Closed thebot002 closed 3 months ago
Additional tasks created: #39 #38
The problem is all working with a n by n grid of cells. The FSVI agent learns a sensible policy but unfortunately it doesn't perform well yet.
The performance observed so far is 10 to 20 percent of convergence on the artificial data. With the actual simulation data it does not perform any better obviously.
The QMDP agent has also been test with this to no greater success.
And the Infotaxis agent is currently being investigated but some things need fixing.
I will keep on investigating how to improve the results but I suspect the agent being unaware of it's own position is the main issue at hand and that we will need to investigate the Position aware implementation to improve things. (#38 #39 )
I fixed the Infotaxis agent problem but it didn't help, the performance is still bad on the artificial data...
Something to investigate is with using the FSVI agent but training it, instead of on a uniform distribution belief as starting point, using a realistic starting belief point that is uniform only across the states of a single agent-position.

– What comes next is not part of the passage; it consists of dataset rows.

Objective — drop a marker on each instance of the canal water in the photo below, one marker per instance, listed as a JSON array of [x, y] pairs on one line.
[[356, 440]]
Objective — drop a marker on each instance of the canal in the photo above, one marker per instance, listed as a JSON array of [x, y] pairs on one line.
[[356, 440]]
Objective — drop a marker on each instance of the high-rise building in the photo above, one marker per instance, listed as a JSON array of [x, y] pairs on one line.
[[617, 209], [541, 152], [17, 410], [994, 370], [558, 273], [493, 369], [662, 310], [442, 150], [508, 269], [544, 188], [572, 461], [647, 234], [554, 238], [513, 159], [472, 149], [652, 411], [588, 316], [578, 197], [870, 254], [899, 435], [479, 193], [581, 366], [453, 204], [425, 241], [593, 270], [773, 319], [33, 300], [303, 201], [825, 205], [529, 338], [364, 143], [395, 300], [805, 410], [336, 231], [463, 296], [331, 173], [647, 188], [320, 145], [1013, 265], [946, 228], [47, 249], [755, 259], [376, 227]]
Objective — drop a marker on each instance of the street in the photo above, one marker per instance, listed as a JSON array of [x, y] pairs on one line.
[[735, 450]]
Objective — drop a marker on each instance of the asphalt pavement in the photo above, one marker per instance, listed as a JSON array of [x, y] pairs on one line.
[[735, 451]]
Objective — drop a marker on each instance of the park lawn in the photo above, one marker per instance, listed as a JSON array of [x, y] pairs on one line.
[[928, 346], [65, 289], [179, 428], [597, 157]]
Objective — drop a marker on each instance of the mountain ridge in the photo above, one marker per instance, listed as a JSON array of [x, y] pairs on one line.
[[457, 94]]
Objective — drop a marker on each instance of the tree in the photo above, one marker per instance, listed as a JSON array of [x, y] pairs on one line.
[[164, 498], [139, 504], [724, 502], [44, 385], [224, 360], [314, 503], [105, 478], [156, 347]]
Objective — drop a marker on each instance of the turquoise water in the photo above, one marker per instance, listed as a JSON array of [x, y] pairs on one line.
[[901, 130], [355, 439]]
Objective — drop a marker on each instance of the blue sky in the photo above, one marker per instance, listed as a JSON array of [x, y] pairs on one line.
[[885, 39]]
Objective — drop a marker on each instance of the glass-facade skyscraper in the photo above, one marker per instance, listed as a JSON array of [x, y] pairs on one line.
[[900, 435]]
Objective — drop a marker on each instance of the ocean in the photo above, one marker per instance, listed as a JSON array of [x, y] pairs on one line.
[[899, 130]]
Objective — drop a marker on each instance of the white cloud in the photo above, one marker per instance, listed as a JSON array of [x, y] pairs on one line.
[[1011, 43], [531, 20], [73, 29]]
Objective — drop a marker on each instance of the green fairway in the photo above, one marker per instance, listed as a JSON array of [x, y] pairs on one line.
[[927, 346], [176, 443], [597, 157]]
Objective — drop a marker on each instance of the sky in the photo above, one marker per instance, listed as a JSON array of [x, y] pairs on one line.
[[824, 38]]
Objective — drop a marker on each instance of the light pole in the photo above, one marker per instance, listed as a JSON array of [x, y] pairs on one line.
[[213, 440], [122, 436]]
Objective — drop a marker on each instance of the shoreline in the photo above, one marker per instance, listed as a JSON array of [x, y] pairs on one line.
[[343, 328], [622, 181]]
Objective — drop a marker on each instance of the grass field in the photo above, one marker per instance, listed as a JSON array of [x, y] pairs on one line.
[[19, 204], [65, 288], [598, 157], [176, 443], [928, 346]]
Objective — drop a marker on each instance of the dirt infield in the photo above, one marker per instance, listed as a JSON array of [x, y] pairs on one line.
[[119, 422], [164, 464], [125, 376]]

This last version of the training, with more accurate training point also lead to a mere 10% convergence:
Simulations reached goal: 573/5561 (4988 failures (reached horizon: 4988)) (10.30% success)
Grid of success/failures:
Sample successful trajectory:
Sample failed trajectory:
Also, we note that in the failed strategy, at the end, the agent only does a back and forth in the x axis. (from observing the detail log).
This leads me to believe the agent is too confused about it's own position in space to be able to find the source accurately.
After a talk with Agnese we said the best way to have fast results is to add the Source position as a layer of positions (within the Minimal model). And with this, keeping the transitions fuzzy as the transition probabilities (on the agent's position level) need to be stochastic due to the "tile" concept.
A separate Task item will be created to add a "Position Aware" version of the problem be defined where the physical position of the agent is sent along with the observation in the update_state function of the agent.